The Washington Post's Liza Mundy Bravely Takes on Times Square

| 16 Feb 2015 | 05:30

    Conservatives, especially of the neo variety, tend to be people who have discovered some mistake in their thinking about drugs, marriage, economics or some other societal problem, and changed course. Often their apostasy from the left makes their arguments more cogent.

    Liza Mundy may be a neoconservative in the making, but it's doubtful. Mundy, a columnist for The Washington Post Magazine, recently wrote a piece about the wonders of the new, nicer, Giulianified New York. It could have been written by Norman Podhoretz, except for one thing: Mundy failed to acknowledge that liberals had been wrong about New York and crime. Specifically, she had refused to refute an hysterical article that had appeared last June in The Washington Post. It was a column written by, um, Liza Mundy.

    First the more recent column. In "A New York State of Mind," Mundy recounts a recent visit to New York with her mother and daughter. She was shocked by what she found there: niceness. Total strangers cooed over her daughter on 5th Ave. and made happy small talk at Beauty and the Beast. A man whom they asked for directions led them to their destination. "Not only is New York safer these days," Mundy wrote, "it's palpably nicer, thanks, I suppose, to the drop in crime and the boom in the economy, large policy-driven events that seem to have transformed the personalities of people who live there."

    That "I suppose" is a nice touch.

    Mundy is then quickly back on how wonderful the new New York is as compared to nasty, acrid Washington, DC, where Mundy has to deal with strangers who tell her to keep her kid quiet. (Mundy is one of these moms who thinks her kids are divine. Someone should wake her up.)

    Mundy also must think that Washington Post readers have very short memories. Last June in her very same space, she launched an attack on Mayor Giuliani that stands as one of the most hysterical ever committed to print. A year before, Giuliani had gone before Congress and explained the concept behind the "broken windows" theory of crime prevention. A crime rate that is the lowest in 40 years implies?as Mundy noted herself?that the approach is working.

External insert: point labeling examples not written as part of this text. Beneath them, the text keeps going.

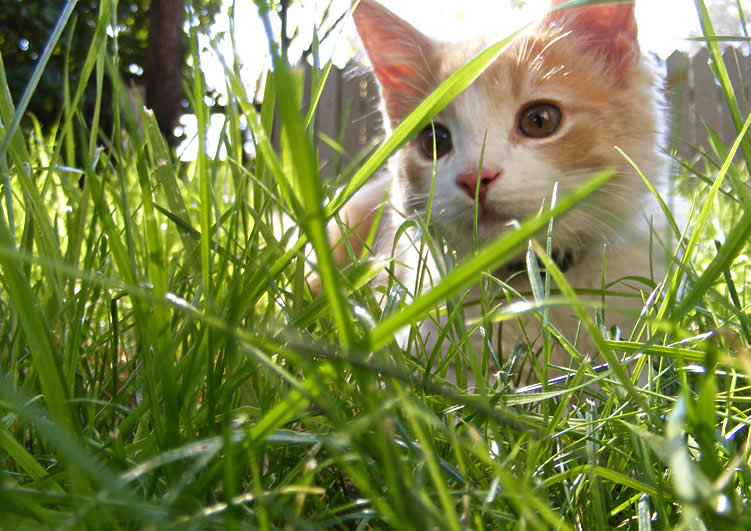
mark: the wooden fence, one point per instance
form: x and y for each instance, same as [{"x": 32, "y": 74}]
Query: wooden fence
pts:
[{"x": 348, "y": 114}]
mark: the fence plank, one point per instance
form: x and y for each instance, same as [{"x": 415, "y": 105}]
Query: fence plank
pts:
[
  {"x": 706, "y": 98},
  {"x": 677, "y": 95},
  {"x": 349, "y": 106}
]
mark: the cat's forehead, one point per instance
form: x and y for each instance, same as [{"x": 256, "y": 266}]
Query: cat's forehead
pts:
[{"x": 539, "y": 59}]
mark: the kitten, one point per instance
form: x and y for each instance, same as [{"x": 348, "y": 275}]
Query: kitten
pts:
[{"x": 550, "y": 109}]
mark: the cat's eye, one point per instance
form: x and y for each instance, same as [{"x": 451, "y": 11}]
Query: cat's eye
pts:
[
  {"x": 435, "y": 136},
  {"x": 539, "y": 120}
]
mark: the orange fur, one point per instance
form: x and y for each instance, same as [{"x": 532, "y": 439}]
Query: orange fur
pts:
[{"x": 584, "y": 61}]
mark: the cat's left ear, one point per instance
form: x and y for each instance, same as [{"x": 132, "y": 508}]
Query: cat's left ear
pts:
[{"x": 608, "y": 28}]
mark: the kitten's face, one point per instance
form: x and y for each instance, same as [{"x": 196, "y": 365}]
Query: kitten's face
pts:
[{"x": 549, "y": 110}]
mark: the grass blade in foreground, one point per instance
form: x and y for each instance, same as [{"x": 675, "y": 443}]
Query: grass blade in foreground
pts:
[{"x": 487, "y": 259}]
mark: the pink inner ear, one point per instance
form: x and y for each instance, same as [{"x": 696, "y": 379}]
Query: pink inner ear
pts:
[
  {"x": 611, "y": 27},
  {"x": 397, "y": 52}
]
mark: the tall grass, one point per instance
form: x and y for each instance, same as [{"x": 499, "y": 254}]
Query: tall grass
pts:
[{"x": 164, "y": 364}]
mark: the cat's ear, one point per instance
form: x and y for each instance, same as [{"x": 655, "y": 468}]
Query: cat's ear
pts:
[
  {"x": 398, "y": 54},
  {"x": 609, "y": 28}
]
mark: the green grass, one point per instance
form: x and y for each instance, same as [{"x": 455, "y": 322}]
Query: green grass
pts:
[{"x": 163, "y": 364}]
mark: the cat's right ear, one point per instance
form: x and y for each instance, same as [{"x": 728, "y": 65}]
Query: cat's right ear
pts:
[{"x": 398, "y": 53}]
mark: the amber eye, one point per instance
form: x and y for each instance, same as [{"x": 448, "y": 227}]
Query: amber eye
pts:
[
  {"x": 539, "y": 120},
  {"x": 438, "y": 135}
]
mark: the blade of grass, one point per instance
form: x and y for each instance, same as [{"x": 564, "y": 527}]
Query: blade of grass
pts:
[{"x": 487, "y": 259}]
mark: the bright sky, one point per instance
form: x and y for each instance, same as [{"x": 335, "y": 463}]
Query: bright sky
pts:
[{"x": 663, "y": 27}]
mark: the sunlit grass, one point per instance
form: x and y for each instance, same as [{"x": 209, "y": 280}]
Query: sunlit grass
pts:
[{"x": 164, "y": 364}]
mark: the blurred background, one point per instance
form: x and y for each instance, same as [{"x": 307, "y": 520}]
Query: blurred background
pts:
[{"x": 153, "y": 40}]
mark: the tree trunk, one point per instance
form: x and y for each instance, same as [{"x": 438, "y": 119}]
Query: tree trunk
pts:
[{"x": 164, "y": 61}]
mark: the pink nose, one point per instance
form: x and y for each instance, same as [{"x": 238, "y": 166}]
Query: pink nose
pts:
[{"x": 469, "y": 185}]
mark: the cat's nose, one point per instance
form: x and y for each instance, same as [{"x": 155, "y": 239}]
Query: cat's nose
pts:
[{"x": 467, "y": 182}]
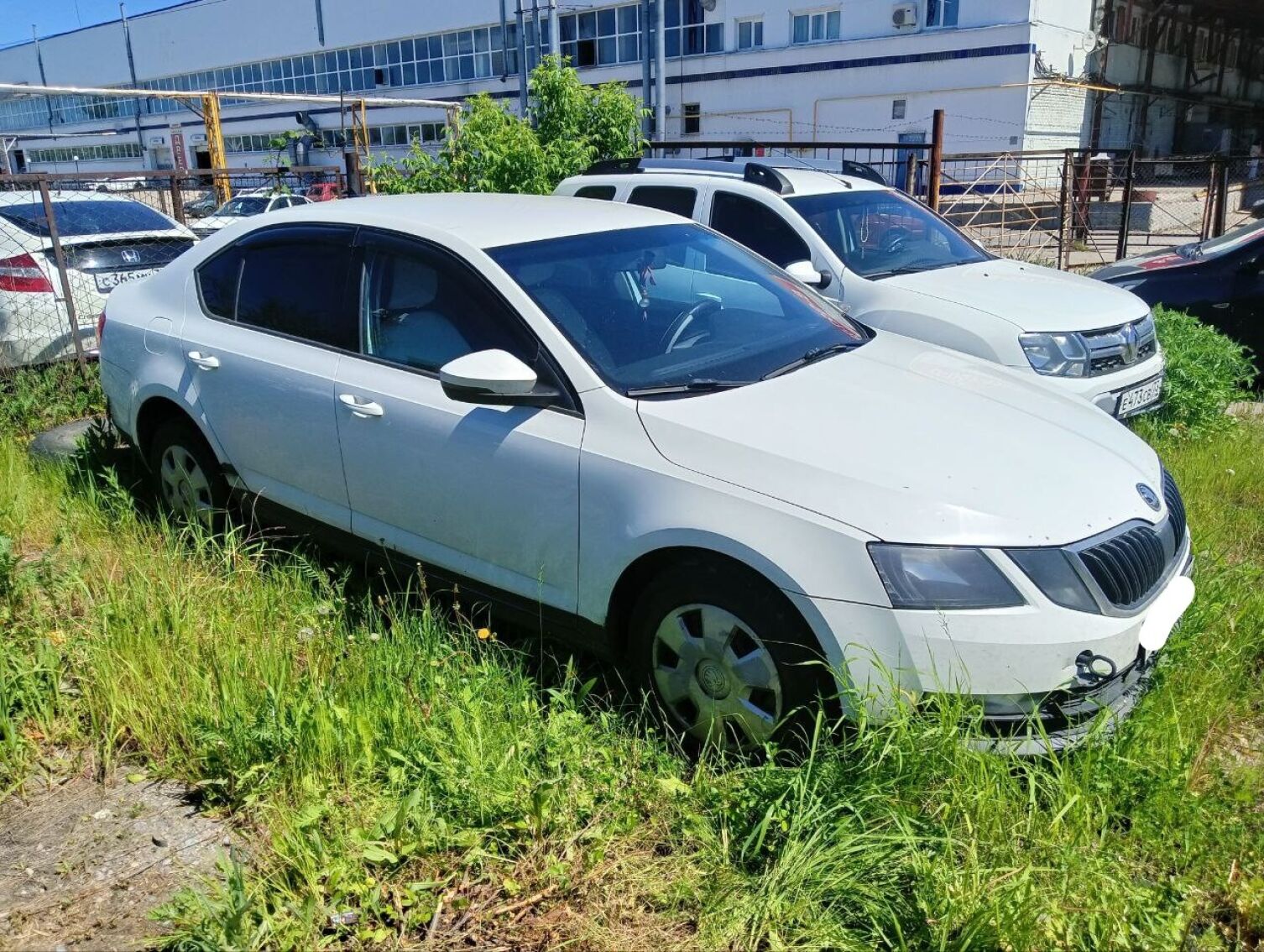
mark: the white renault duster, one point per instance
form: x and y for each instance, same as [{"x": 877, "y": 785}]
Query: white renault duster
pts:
[{"x": 892, "y": 263}]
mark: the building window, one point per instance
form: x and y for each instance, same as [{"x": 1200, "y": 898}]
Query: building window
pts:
[
  {"x": 692, "y": 119},
  {"x": 942, "y": 13},
  {"x": 816, "y": 27},
  {"x": 602, "y": 37},
  {"x": 86, "y": 153},
  {"x": 750, "y": 33},
  {"x": 686, "y": 33}
]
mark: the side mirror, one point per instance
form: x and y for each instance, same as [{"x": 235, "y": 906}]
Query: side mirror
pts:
[
  {"x": 807, "y": 275},
  {"x": 494, "y": 379}
]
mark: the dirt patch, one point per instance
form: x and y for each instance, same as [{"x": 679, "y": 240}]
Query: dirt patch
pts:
[{"x": 82, "y": 864}]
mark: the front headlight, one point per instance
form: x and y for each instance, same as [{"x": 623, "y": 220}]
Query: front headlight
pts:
[
  {"x": 941, "y": 577},
  {"x": 1056, "y": 354}
]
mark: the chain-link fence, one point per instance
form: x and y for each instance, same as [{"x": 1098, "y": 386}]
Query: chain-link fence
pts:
[{"x": 66, "y": 242}]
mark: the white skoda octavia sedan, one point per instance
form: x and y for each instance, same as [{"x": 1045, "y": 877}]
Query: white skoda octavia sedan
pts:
[{"x": 665, "y": 447}]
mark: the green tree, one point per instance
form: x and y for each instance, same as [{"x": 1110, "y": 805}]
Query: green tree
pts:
[{"x": 494, "y": 150}]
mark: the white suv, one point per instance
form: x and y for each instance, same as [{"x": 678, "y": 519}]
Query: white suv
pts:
[
  {"x": 892, "y": 263},
  {"x": 642, "y": 435}
]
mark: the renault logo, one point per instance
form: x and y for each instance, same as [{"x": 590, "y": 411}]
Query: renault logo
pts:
[{"x": 1128, "y": 344}]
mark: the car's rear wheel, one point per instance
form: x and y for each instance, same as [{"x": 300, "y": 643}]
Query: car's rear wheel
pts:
[
  {"x": 726, "y": 655},
  {"x": 187, "y": 477}
]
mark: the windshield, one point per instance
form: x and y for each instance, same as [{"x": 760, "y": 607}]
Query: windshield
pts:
[
  {"x": 238, "y": 207},
  {"x": 89, "y": 217},
  {"x": 879, "y": 233},
  {"x": 675, "y": 306}
]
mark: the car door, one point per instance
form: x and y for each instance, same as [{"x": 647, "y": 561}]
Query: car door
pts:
[
  {"x": 267, "y": 322},
  {"x": 486, "y": 492}
]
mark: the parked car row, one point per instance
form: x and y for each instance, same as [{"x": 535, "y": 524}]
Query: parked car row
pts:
[{"x": 645, "y": 435}]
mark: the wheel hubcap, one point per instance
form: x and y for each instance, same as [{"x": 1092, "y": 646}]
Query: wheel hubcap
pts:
[
  {"x": 185, "y": 486},
  {"x": 717, "y": 677}
]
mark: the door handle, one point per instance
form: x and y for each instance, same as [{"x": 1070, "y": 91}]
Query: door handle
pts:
[
  {"x": 360, "y": 407},
  {"x": 207, "y": 362}
]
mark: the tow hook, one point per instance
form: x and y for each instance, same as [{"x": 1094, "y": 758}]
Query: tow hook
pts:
[{"x": 1094, "y": 669}]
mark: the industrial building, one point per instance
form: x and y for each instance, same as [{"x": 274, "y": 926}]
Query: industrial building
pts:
[{"x": 1011, "y": 75}]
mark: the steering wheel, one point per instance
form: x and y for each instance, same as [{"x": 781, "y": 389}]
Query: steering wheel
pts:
[
  {"x": 703, "y": 310},
  {"x": 892, "y": 242}
]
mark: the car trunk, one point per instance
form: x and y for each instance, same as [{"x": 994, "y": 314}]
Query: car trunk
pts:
[{"x": 97, "y": 266}]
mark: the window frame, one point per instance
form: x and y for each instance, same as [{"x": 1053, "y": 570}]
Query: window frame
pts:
[
  {"x": 569, "y": 401},
  {"x": 752, "y": 22},
  {"x": 771, "y": 210},
  {"x": 264, "y": 235},
  {"x": 809, "y": 14}
]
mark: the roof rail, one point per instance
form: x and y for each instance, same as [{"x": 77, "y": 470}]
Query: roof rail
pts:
[
  {"x": 759, "y": 174},
  {"x": 614, "y": 167}
]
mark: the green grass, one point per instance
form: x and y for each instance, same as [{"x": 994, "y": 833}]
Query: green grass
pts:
[{"x": 379, "y": 756}]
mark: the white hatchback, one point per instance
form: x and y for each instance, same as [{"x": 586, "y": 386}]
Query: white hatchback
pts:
[
  {"x": 634, "y": 432},
  {"x": 894, "y": 264},
  {"x": 107, "y": 240}
]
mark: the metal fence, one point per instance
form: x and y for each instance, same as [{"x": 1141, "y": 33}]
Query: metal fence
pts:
[
  {"x": 67, "y": 240},
  {"x": 1068, "y": 209}
]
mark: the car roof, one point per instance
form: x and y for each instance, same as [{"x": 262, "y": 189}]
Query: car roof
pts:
[
  {"x": 802, "y": 179},
  {"x": 483, "y": 220}
]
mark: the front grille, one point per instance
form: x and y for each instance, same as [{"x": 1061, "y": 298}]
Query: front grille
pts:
[
  {"x": 1126, "y": 567},
  {"x": 1115, "y": 348},
  {"x": 1176, "y": 507}
]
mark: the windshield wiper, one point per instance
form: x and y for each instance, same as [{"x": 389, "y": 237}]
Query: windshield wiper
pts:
[
  {"x": 691, "y": 387},
  {"x": 911, "y": 269},
  {"x": 811, "y": 358}
]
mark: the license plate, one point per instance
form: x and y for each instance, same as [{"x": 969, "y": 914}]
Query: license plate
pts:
[
  {"x": 1139, "y": 397},
  {"x": 110, "y": 280}
]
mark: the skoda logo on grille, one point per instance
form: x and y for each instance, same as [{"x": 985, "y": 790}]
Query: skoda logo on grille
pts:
[{"x": 1128, "y": 352}]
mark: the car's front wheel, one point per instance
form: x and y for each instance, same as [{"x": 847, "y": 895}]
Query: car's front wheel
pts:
[
  {"x": 187, "y": 477},
  {"x": 726, "y": 655}
]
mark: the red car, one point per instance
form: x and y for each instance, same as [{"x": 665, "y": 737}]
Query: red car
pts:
[{"x": 322, "y": 191}]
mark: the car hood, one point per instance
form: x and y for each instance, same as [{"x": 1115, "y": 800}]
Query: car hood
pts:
[
  {"x": 1029, "y": 296},
  {"x": 911, "y": 442}
]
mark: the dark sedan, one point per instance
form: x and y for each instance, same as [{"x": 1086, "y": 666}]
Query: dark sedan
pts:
[{"x": 1219, "y": 281}]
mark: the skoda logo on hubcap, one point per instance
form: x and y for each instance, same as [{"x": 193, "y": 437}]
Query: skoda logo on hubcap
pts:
[{"x": 712, "y": 677}]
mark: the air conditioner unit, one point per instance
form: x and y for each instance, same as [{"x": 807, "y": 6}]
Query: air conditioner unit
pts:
[{"x": 904, "y": 17}]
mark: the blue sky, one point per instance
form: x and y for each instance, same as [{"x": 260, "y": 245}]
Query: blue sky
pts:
[{"x": 61, "y": 15}]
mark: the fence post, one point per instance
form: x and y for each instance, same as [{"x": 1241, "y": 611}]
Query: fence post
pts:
[
  {"x": 177, "y": 204},
  {"x": 1209, "y": 209},
  {"x": 62, "y": 274},
  {"x": 937, "y": 160},
  {"x": 1126, "y": 222},
  {"x": 1067, "y": 160},
  {"x": 1218, "y": 224}
]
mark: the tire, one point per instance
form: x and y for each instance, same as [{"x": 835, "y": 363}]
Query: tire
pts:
[
  {"x": 726, "y": 655},
  {"x": 187, "y": 477}
]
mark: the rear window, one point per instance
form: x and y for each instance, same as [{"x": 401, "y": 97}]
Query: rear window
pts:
[
  {"x": 665, "y": 197},
  {"x": 85, "y": 217}
]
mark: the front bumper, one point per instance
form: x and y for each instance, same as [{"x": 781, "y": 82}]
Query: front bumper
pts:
[
  {"x": 1106, "y": 391},
  {"x": 1037, "y": 649}
]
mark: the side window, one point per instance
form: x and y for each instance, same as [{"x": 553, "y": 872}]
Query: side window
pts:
[
  {"x": 294, "y": 281},
  {"x": 759, "y": 228},
  {"x": 217, "y": 282},
  {"x": 665, "y": 197},
  {"x": 421, "y": 309}
]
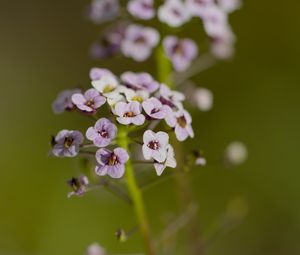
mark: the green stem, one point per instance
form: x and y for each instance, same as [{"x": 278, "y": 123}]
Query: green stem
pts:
[{"x": 136, "y": 195}]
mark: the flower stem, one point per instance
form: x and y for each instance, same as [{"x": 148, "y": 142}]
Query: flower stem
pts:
[
  {"x": 136, "y": 195},
  {"x": 185, "y": 194}
]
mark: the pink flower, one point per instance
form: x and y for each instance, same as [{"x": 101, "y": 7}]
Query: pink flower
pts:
[
  {"x": 129, "y": 113},
  {"x": 180, "y": 51},
  {"x": 181, "y": 122},
  {"x": 155, "y": 145}
]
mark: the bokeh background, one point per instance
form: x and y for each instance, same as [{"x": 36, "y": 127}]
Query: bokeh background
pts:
[{"x": 43, "y": 50}]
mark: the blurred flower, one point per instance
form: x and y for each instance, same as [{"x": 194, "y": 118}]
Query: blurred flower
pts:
[
  {"x": 142, "y": 9},
  {"x": 215, "y": 21},
  {"x": 200, "y": 161},
  {"x": 229, "y": 5},
  {"x": 169, "y": 162},
  {"x": 139, "y": 41},
  {"x": 103, "y": 10},
  {"x": 139, "y": 81},
  {"x": 66, "y": 143},
  {"x": 236, "y": 153},
  {"x": 110, "y": 42},
  {"x": 181, "y": 122},
  {"x": 170, "y": 97},
  {"x": 129, "y": 113},
  {"x": 102, "y": 133},
  {"x": 180, "y": 51},
  {"x": 103, "y": 49},
  {"x": 121, "y": 235},
  {"x": 222, "y": 47},
  {"x": 155, "y": 109},
  {"x": 95, "y": 249},
  {"x": 97, "y": 73},
  {"x": 155, "y": 145},
  {"x": 198, "y": 7},
  {"x": 111, "y": 162},
  {"x": 78, "y": 186},
  {"x": 90, "y": 101},
  {"x": 174, "y": 13},
  {"x": 63, "y": 102}
]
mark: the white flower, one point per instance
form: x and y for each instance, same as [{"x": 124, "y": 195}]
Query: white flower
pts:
[
  {"x": 139, "y": 95},
  {"x": 169, "y": 162},
  {"x": 155, "y": 145},
  {"x": 203, "y": 99},
  {"x": 106, "y": 85},
  {"x": 174, "y": 13}
]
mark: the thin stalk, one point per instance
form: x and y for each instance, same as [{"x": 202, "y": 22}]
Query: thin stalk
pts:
[
  {"x": 185, "y": 195},
  {"x": 136, "y": 195}
]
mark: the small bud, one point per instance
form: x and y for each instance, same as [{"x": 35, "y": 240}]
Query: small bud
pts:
[
  {"x": 203, "y": 99},
  {"x": 236, "y": 153},
  {"x": 198, "y": 158},
  {"x": 78, "y": 186},
  {"x": 95, "y": 249},
  {"x": 200, "y": 161},
  {"x": 121, "y": 235}
]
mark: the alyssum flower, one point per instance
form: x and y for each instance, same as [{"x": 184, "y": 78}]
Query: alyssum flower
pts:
[
  {"x": 102, "y": 133},
  {"x": 181, "y": 52},
  {"x": 130, "y": 99},
  {"x": 66, "y": 143},
  {"x": 63, "y": 102},
  {"x": 90, "y": 101},
  {"x": 111, "y": 162}
]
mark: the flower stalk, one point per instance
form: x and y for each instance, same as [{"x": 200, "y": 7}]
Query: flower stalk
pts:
[{"x": 136, "y": 195}]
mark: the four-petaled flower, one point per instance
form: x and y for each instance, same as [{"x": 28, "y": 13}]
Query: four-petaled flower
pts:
[
  {"x": 139, "y": 81},
  {"x": 102, "y": 133},
  {"x": 174, "y": 13},
  {"x": 97, "y": 73},
  {"x": 180, "y": 51},
  {"x": 78, "y": 186},
  {"x": 181, "y": 122},
  {"x": 169, "y": 162},
  {"x": 66, "y": 143},
  {"x": 111, "y": 162},
  {"x": 129, "y": 113},
  {"x": 155, "y": 145},
  {"x": 63, "y": 102},
  {"x": 89, "y": 102},
  {"x": 142, "y": 9},
  {"x": 169, "y": 97},
  {"x": 155, "y": 109},
  {"x": 139, "y": 41}
]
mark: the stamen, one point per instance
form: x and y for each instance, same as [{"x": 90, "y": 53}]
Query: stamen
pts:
[{"x": 154, "y": 145}]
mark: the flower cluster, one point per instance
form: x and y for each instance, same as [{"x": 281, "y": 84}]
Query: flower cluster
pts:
[
  {"x": 134, "y": 99},
  {"x": 137, "y": 41}
]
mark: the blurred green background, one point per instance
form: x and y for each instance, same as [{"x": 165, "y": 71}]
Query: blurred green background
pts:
[{"x": 44, "y": 47}]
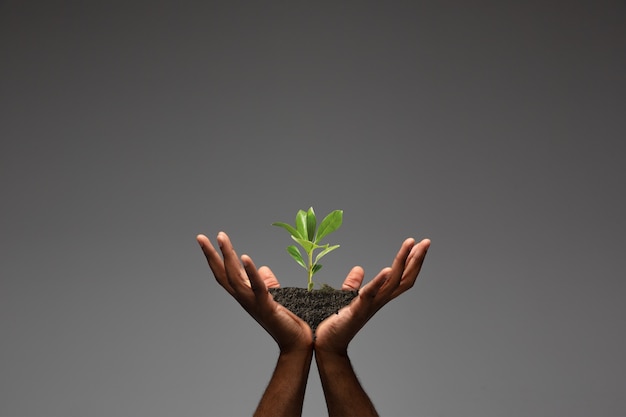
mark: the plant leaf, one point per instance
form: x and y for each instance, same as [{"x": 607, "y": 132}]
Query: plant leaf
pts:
[
  {"x": 287, "y": 227},
  {"x": 301, "y": 224},
  {"x": 311, "y": 224},
  {"x": 329, "y": 224},
  {"x": 326, "y": 250},
  {"x": 306, "y": 245},
  {"x": 296, "y": 255},
  {"x": 316, "y": 268}
]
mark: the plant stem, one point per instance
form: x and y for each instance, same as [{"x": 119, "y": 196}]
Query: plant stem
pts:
[{"x": 310, "y": 270}]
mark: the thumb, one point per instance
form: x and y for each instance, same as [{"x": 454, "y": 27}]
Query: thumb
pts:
[{"x": 354, "y": 279}]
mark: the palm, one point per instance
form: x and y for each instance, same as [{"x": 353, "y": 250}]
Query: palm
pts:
[{"x": 336, "y": 332}]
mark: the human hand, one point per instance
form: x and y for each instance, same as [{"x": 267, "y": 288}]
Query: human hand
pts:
[
  {"x": 335, "y": 333},
  {"x": 248, "y": 286}
]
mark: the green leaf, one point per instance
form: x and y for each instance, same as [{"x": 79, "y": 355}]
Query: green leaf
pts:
[
  {"x": 330, "y": 223},
  {"x": 301, "y": 224},
  {"x": 311, "y": 224},
  {"x": 296, "y": 255},
  {"x": 306, "y": 245},
  {"x": 287, "y": 227},
  {"x": 316, "y": 268},
  {"x": 326, "y": 250}
]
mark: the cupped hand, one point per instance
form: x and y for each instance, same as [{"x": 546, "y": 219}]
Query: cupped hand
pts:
[
  {"x": 249, "y": 287},
  {"x": 335, "y": 333}
]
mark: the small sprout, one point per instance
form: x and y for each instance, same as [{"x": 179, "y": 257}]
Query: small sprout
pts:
[{"x": 309, "y": 235}]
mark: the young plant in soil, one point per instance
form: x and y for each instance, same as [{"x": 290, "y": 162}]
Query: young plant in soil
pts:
[{"x": 312, "y": 306}]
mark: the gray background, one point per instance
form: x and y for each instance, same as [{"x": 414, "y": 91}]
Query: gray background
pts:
[{"x": 494, "y": 128}]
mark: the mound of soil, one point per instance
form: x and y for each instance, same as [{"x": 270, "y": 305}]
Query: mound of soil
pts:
[{"x": 313, "y": 306}]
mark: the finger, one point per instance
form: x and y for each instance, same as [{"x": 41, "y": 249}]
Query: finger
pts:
[
  {"x": 354, "y": 279},
  {"x": 215, "y": 262},
  {"x": 256, "y": 282},
  {"x": 268, "y": 277},
  {"x": 235, "y": 273},
  {"x": 373, "y": 287},
  {"x": 397, "y": 267},
  {"x": 413, "y": 266}
]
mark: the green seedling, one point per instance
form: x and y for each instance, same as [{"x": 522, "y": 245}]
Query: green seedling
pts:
[{"x": 309, "y": 235}]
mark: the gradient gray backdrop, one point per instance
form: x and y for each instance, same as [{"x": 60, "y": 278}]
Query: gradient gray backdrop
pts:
[{"x": 494, "y": 128}]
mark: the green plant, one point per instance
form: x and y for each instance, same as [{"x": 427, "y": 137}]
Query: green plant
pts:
[{"x": 309, "y": 235}]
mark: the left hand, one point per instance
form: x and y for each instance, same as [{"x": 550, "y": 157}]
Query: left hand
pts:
[{"x": 335, "y": 333}]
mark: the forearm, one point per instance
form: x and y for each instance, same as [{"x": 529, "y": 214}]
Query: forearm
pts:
[
  {"x": 344, "y": 394},
  {"x": 284, "y": 394}
]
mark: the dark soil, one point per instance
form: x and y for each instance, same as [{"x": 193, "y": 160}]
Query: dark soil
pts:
[{"x": 313, "y": 306}]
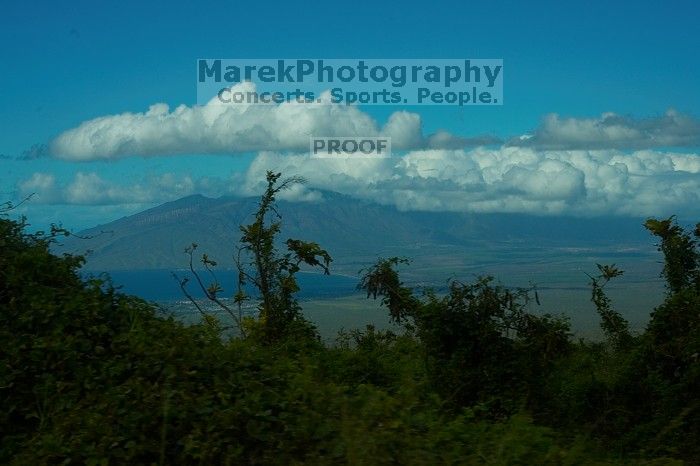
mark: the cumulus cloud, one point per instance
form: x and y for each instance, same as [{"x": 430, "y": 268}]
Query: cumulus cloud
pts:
[
  {"x": 506, "y": 179},
  {"x": 216, "y": 128},
  {"x": 612, "y": 131}
]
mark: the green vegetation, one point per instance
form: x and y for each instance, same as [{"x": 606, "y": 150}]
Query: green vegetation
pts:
[{"x": 91, "y": 376}]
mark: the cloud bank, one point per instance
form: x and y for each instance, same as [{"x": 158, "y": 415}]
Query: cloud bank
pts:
[
  {"x": 234, "y": 128},
  {"x": 612, "y": 131},
  {"x": 505, "y": 179}
]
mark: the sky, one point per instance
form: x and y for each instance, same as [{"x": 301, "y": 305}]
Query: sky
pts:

    In her June column, she explained the broken windows theory?though she left out the crime stats, which might have hurt her argument?then accused Rudy of contributing to social chaos through the collapse of his marriage: "Now, I know what you're thinking. You're thinking that we can't be sure, just because Giuliani describes his new nurse-companion, Judi Nathan, as 'a very good friend,' that he committed adultery. But the thing about aggressive policing is that you don't have to be sure. You can just strike on the merest suspicion. Look at Patrick Dorismond, the security guard killed during a marijuana sweep. Look at Amadou Diallo."

    Mundy went on: "Now, I know what you're thinking. You're thinking: The man has been diagnosed with prostate cancer, he looks awful. His father died of it, can't we let the infidelity stuff slide? But the thing about aggressive policing is that you can't feel sorry for people. Homeless people might be drug addicts, loiterers might be mentally ill, but that doesn't make them any less threatening to public order."

    And on: "And so it is Giuliani himself who proves the validity of his central tenet, showing that when you fool around with a woman not your wife, and you are not put in the stocks, or thrown in jail overnight, then pretty soon you start to feel invincible, to the point where you are marching with a woman not your wife in a St. Patrick's Day parade, and letting yourself be photographed with her, looking all goofy and happy." Mundy then concluded that it was because of such "incremental actions" that Rudy left the race: "Small things matter! If the people who express this view most vehemently would apply it to themselves (did somebody mention Newt Gingrich?), American politics would be as clean and unremarkable as the new, Giulianified Times Square."

    Would that be the same Times Square that's now suffused with so much niceness? And how did Mundy know that Times Square is now so "unremarkable" if, as she admits in her more recent piece, she hadn't been there for years? And what about??

    Actually, forget it.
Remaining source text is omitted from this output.